If the IT products we purchased were secure out of the box, we wouldn't have to spend billions every year making them secure.One of the comment writers points out the parallel to the automotive industry: several years ago, cars were unsafe because manufacturers didn't have an incentive to make them safe. Then came some government regulation and popular attention (including Ralph Nader's book, Unsafe at Any Speed) and one sea change later the manufacturers are now competing with each other on safety features.Aftermarket security is actually a very inefficient way to spend our security dollars; it may compensate for insecure IT products, but doesn't help improve their security. Additionally, as long as IT security is a separate industry, there will be companies making money based on insecurity -- companies who will lose money if the internet becomes more secure.
Fold security into the underlying products, and the companies marketing those products will have an incentive to invest in security upfront, to avoid having to spend more cash obviating the problems later.
The same seems likely to happen in the IT industry. Either the industry will fix the problem itself, or there's going to be a big enough security breach that there'll be government regulation and a lot of popular attention.
Could the industry fix the problem? Completely fixing it seems out of reach: a 100% provably secure computer would be somewhere up there in price with a 100% provably safe automobile. Improving the security seems doable, though.
It'd probably take a paradigm shift in the way we write software and build networks. Back in the old days, people wrote software as unstructured code (sometimes derisively called "spaghetti code" because if you tried to trace how the code worked, you wound up with paths that looked like a plate full of spaghetti.) Unstructured code is too complex for a programmer to grasp--it has too many interacting parts--so programmers would hit a "wall," a point where the program got too large and they couldn't keep it working. It might be at 30,000 lines or, in my case, a much smaller 5,000 lines, but everyone eventually hit it.

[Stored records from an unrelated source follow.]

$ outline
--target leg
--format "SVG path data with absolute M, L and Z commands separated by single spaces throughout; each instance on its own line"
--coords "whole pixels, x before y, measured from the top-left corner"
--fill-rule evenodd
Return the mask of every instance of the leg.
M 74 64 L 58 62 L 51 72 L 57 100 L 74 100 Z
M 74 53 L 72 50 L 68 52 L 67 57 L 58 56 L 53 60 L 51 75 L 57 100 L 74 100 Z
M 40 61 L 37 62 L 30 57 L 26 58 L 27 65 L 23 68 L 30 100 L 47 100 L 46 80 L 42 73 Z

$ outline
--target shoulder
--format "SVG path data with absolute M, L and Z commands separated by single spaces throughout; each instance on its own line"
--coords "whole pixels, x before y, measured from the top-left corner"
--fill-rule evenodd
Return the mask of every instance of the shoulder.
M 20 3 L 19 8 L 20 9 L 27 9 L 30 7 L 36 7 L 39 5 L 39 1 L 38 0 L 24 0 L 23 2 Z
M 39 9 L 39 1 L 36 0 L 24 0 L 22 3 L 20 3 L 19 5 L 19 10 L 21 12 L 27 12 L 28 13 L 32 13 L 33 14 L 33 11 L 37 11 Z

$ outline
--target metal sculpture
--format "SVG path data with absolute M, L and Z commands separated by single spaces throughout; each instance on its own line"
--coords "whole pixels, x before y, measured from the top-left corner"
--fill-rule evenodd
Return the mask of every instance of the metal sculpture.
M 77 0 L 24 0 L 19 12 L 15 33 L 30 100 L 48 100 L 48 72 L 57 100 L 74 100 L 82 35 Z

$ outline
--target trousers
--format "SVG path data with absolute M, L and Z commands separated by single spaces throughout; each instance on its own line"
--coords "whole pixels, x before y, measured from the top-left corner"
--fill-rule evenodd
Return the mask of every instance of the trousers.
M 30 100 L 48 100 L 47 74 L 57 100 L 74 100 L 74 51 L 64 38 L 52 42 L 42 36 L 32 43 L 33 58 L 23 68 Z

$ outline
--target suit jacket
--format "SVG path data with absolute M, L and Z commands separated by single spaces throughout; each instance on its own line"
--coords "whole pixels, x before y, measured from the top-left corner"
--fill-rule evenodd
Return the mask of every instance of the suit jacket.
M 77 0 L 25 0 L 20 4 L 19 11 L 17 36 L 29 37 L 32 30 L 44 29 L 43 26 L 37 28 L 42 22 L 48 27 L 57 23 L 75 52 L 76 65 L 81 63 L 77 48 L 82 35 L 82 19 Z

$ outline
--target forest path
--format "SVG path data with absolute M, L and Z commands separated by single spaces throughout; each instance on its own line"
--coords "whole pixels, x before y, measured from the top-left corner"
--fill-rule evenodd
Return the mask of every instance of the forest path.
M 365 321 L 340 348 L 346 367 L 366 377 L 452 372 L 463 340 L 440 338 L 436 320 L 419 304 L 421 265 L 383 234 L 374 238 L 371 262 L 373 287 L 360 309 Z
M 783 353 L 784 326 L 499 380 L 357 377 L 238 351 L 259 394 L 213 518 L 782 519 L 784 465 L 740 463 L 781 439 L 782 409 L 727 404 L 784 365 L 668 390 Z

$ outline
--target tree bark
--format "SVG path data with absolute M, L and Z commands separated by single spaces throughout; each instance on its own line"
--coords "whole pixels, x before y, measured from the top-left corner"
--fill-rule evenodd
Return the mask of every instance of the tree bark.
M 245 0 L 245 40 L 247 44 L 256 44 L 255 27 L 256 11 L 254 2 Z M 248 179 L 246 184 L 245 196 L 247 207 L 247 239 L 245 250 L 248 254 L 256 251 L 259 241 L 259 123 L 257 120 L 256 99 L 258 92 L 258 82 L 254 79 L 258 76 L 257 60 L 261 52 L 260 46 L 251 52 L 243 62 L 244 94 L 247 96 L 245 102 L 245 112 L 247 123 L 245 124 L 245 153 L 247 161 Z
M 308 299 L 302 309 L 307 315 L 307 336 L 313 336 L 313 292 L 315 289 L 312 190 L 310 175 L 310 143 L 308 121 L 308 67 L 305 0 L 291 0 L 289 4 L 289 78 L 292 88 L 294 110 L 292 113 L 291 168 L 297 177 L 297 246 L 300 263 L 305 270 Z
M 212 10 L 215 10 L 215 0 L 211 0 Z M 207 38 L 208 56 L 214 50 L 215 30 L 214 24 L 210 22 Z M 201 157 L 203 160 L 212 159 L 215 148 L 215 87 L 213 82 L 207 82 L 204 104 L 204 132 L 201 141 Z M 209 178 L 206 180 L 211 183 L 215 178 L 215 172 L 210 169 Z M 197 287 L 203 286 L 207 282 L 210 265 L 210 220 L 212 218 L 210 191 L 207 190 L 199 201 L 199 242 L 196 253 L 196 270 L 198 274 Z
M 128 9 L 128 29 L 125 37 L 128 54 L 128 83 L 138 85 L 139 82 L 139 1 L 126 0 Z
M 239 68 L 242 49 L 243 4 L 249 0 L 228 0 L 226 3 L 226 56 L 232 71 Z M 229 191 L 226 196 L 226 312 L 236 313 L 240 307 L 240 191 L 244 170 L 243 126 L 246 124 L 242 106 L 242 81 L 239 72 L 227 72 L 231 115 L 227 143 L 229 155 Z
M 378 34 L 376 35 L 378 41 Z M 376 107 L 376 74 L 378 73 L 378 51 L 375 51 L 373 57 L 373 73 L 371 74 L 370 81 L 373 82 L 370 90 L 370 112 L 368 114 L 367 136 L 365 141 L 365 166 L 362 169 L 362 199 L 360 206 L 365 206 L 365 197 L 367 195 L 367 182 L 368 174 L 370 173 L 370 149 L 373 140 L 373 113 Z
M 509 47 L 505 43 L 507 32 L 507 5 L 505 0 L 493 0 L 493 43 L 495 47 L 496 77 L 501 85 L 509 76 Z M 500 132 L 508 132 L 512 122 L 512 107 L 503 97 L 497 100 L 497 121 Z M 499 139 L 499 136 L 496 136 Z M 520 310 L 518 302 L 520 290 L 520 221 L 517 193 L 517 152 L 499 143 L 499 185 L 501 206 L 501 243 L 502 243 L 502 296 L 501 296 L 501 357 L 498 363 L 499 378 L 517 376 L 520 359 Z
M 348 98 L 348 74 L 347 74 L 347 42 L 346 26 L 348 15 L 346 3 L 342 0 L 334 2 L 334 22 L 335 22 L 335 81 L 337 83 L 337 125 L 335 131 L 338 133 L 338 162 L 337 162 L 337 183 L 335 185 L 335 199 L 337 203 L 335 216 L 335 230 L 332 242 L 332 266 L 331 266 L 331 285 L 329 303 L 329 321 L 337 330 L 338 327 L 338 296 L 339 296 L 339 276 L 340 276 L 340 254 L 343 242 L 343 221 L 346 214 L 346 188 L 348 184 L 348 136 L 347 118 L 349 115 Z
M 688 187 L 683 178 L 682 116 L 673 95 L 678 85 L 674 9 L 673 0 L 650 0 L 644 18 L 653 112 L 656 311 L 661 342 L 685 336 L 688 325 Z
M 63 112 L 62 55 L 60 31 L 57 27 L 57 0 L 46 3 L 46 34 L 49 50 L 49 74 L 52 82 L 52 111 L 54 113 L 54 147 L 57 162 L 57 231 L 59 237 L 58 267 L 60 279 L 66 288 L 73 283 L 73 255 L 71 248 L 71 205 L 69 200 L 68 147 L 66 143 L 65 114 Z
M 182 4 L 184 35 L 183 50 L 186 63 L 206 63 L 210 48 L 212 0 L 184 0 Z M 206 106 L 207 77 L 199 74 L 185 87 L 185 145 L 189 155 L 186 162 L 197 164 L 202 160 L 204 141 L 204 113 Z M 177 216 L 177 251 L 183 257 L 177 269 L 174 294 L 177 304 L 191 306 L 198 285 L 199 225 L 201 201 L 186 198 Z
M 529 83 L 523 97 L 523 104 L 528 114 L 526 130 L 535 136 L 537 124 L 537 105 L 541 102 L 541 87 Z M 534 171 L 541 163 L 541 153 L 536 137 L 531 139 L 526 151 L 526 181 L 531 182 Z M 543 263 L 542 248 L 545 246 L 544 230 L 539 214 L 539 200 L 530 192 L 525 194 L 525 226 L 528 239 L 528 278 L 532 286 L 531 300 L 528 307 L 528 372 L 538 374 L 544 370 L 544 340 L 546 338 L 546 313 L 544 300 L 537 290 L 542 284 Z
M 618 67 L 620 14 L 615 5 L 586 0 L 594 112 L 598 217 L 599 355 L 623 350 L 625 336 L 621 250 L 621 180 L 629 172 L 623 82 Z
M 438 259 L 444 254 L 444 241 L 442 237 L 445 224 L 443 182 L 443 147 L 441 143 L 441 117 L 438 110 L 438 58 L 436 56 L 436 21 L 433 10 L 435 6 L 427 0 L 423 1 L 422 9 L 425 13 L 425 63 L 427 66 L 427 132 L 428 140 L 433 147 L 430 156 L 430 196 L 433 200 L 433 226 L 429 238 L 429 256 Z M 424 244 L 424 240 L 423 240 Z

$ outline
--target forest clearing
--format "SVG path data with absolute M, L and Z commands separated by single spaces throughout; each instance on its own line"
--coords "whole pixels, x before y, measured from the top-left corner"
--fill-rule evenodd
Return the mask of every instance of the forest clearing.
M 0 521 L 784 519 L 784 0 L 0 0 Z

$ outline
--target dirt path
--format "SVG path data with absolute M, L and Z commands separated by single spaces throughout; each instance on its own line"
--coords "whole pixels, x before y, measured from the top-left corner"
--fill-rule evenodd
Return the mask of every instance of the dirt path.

Software engineering solved that problem by developing structured programming, a way of programming that breaks the program into fairly neat bits. It's kind of like the difference between writing this blog post as one long run-on sentence, and writing it in individual paragraphs made of separate sentences: breaking it into coherent paragraphs and sentences makes it easier to understand because you don't have to try to absorb the whole thing at once.
But structured programming brought with it some major changes. People had to write new programming languages, and they had to think about programs in a whole new way in order to use this new technique. Also, programs got a bit bigger and a bit slower, because structured programming eliminates some of the shortcuts you can take with the unstructured stuff.

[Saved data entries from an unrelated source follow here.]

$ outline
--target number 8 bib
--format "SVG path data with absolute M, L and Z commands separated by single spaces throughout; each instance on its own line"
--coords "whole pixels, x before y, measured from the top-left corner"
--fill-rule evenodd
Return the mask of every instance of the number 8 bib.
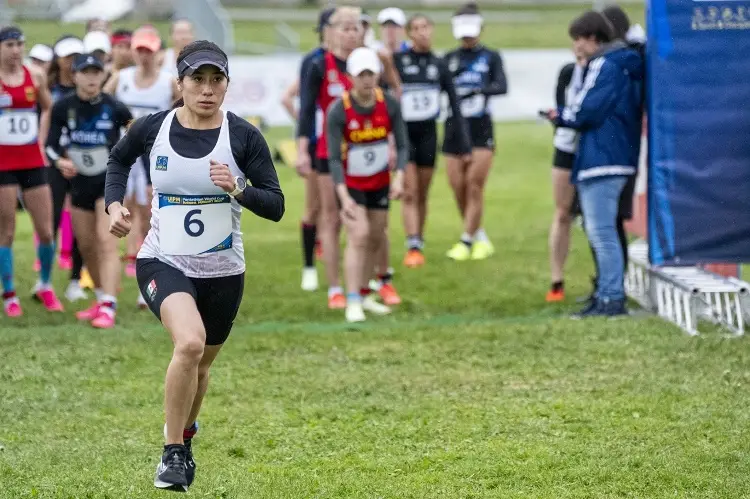
M 230 197 L 159 194 L 159 246 L 166 255 L 190 256 L 231 248 Z
M 0 110 L 0 145 L 33 144 L 39 136 L 36 111 Z

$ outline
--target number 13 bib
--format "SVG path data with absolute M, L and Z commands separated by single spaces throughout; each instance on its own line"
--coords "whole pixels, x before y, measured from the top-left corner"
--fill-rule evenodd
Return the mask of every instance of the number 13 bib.
M 226 195 L 159 194 L 159 245 L 166 255 L 200 255 L 232 247 L 232 203 Z
M 33 144 L 39 135 L 38 120 L 34 110 L 0 109 L 0 145 Z

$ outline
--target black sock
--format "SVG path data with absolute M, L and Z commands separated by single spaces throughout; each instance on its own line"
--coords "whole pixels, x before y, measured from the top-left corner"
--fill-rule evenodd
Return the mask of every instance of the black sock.
M 388 284 L 393 279 L 393 274 L 390 272 L 386 272 L 385 274 L 378 275 L 378 279 L 380 279 L 380 282 L 382 284 Z
M 617 236 L 620 239 L 620 249 L 622 250 L 622 264 L 625 273 L 628 272 L 628 233 L 625 231 L 625 219 L 617 219 Z
M 70 280 L 80 281 L 81 270 L 83 270 L 83 257 L 81 256 L 81 250 L 78 249 L 78 240 L 73 238 L 73 268 L 70 270 Z
M 315 266 L 315 239 L 318 228 L 314 224 L 302 224 L 302 256 L 305 267 Z
M 552 283 L 552 291 L 562 291 L 565 289 L 565 284 L 563 281 L 556 281 Z
M 410 250 L 422 251 L 422 245 L 424 243 L 422 242 L 422 238 L 419 236 L 409 236 L 406 238 L 406 244 L 409 246 Z

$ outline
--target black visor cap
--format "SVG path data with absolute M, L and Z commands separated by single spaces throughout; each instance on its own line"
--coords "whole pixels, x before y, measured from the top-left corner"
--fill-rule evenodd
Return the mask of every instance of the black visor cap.
M 177 65 L 177 74 L 190 76 L 205 65 L 214 66 L 224 76 L 229 77 L 229 61 L 213 50 L 199 50 L 188 55 Z

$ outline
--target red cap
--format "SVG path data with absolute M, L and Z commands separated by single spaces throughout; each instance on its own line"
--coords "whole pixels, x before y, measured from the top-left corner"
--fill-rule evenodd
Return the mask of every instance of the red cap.
M 135 30 L 130 46 L 134 49 L 144 48 L 151 52 L 158 52 L 161 48 L 161 36 L 154 28 L 144 26 Z

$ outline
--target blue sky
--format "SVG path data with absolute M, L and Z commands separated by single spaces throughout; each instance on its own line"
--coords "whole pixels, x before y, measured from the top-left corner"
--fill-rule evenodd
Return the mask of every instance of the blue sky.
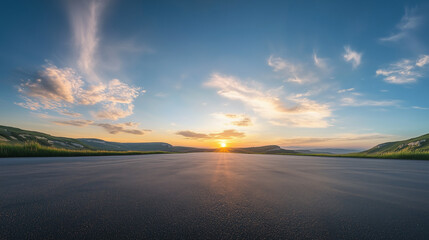
M 429 132 L 424 1 L 5 1 L 1 124 L 175 145 Z

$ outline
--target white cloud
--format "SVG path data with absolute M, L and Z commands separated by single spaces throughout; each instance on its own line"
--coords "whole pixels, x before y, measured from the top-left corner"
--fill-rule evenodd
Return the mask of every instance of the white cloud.
M 353 92 L 354 90 L 354 88 L 340 89 L 338 93 Z
M 417 60 L 412 61 L 403 59 L 399 62 L 390 64 L 387 68 L 378 69 L 376 75 L 384 76 L 384 81 L 393 84 L 405 84 L 416 82 L 418 78 L 423 77 L 422 70 L 429 63 L 429 56 L 422 55 Z M 416 68 L 419 67 L 419 68 Z
M 331 116 L 331 110 L 326 104 L 297 97 L 290 97 L 284 103 L 278 97 L 278 90 L 262 91 L 235 77 L 220 74 L 213 74 L 206 86 L 219 89 L 217 93 L 225 98 L 243 102 L 272 124 L 312 128 L 329 126 L 326 118 Z
M 133 101 L 144 93 L 118 79 L 106 80 L 97 73 L 99 19 L 104 1 L 71 1 L 70 17 L 77 53 L 77 68 L 43 66 L 35 79 L 18 87 L 24 102 L 19 106 L 31 109 L 50 109 L 60 114 L 79 117 L 70 111 L 76 105 L 96 105 L 102 108 L 94 114 L 98 118 L 117 120 L 133 114 Z M 77 70 L 76 70 L 77 69 Z
M 313 61 L 314 65 L 316 65 L 318 68 L 322 70 L 328 70 L 328 64 L 326 62 L 326 59 L 319 58 L 316 53 L 313 53 Z
M 234 129 L 228 129 L 224 130 L 219 133 L 197 133 L 193 131 L 179 131 L 176 133 L 177 135 L 183 136 L 185 138 L 189 139 L 198 139 L 198 140 L 204 140 L 204 139 L 231 139 L 231 138 L 243 138 L 246 136 L 243 132 L 238 132 Z
M 133 104 L 109 103 L 104 105 L 103 110 L 96 112 L 94 115 L 99 119 L 118 120 L 133 114 Z
M 429 55 L 420 56 L 416 63 L 418 67 L 423 67 L 426 64 L 429 64 Z
M 233 114 L 233 113 L 213 113 L 212 116 L 219 120 L 225 121 L 229 125 L 237 127 L 252 126 L 252 120 L 245 114 Z
M 100 104 L 103 108 L 99 118 L 117 120 L 133 113 L 132 102 L 138 97 L 139 88 L 113 79 L 107 84 L 85 86 L 71 68 L 57 68 L 49 64 L 38 74 L 35 80 L 28 80 L 18 87 L 24 102 L 17 103 L 31 110 L 51 109 L 63 115 L 80 116 L 69 111 L 75 105 Z
M 344 60 L 351 62 L 353 68 L 357 68 L 361 63 L 362 53 L 353 51 L 350 46 L 345 46 L 344 50 L 346 51 L 343 56 Z
M 401 18 L 401 21 L 396 25 L 398 32 L 391 34 L 390 36 L 380 38 L 381 41 L 395 42 L 405 38 L 409 32 L 419 26 L 421 17 L 415 14 L 414 10 L 405 9 L 405 15 Z
M 341 99 L 341 105 L 352 106 L 352 107 L 362 107 L 362 106 L 387 107 L 387 106 L 397 106 L 398 101 L 397 100 L 375 101 L 375 100 L 356 99 L 353 97 L 344 97 Z
M 69 8 L 73 37 L 79 54 L 77 65 L 79 70 L 93 83 L 100 81 L 95 72 L 95 54 L 99 43 L 97 32 L 103 4 L 103 1 L 96 0 L 76 1 L 71 2 Z
M 411 108 L 413 108 L 413 109 L 419 109 L 419 110 L 429 110 L 429 108 L 419 107 L 419 106 L 412 106 Z
M 59 102 L 74 103 L 82 85 L 81 77 L 73 69 L 59 69 L 49 64 L 35 80 L 22 83 L 18 91 L 27 97 L 39 99 L 45 106 L 53 106 Z
M 281 73 L 287 82 L 302 84 L 317 81 L 317 77 L 312 72 L 305 71 L 301 64 L 294 64 L 274 56 L 270 56 L 267 63 L 275 72 Z

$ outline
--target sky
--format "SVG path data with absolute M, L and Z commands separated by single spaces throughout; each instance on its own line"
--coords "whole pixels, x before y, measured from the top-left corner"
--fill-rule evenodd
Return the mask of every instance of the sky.
M 429 132 L 425 1 L 3 1 L 0 124 L 366 149 Z

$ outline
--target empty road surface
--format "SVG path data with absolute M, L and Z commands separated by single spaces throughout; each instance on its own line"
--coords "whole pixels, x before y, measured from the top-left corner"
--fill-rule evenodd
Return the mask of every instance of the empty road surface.
M 429 161 L 0 159 L 0 239 L 429 239 Z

I think we need that same kind of shift in IT security. We need to go from unstructured security to structured security. There must be a new way, a set of patterns, to think about designing programs, operating systems, networks, and networking protocols that makes them inherently more secure. I don't know what it is, but it will probably require new programming languages, or at least libraries, new operating systems, and new patterns of building networks.
Hopefully, someone's working on it right now. And hopefully they'll finish it soon. Otherwise, there's likely to be some political scrutiny and a book on the way that'll lead to a sea change in the IT industry.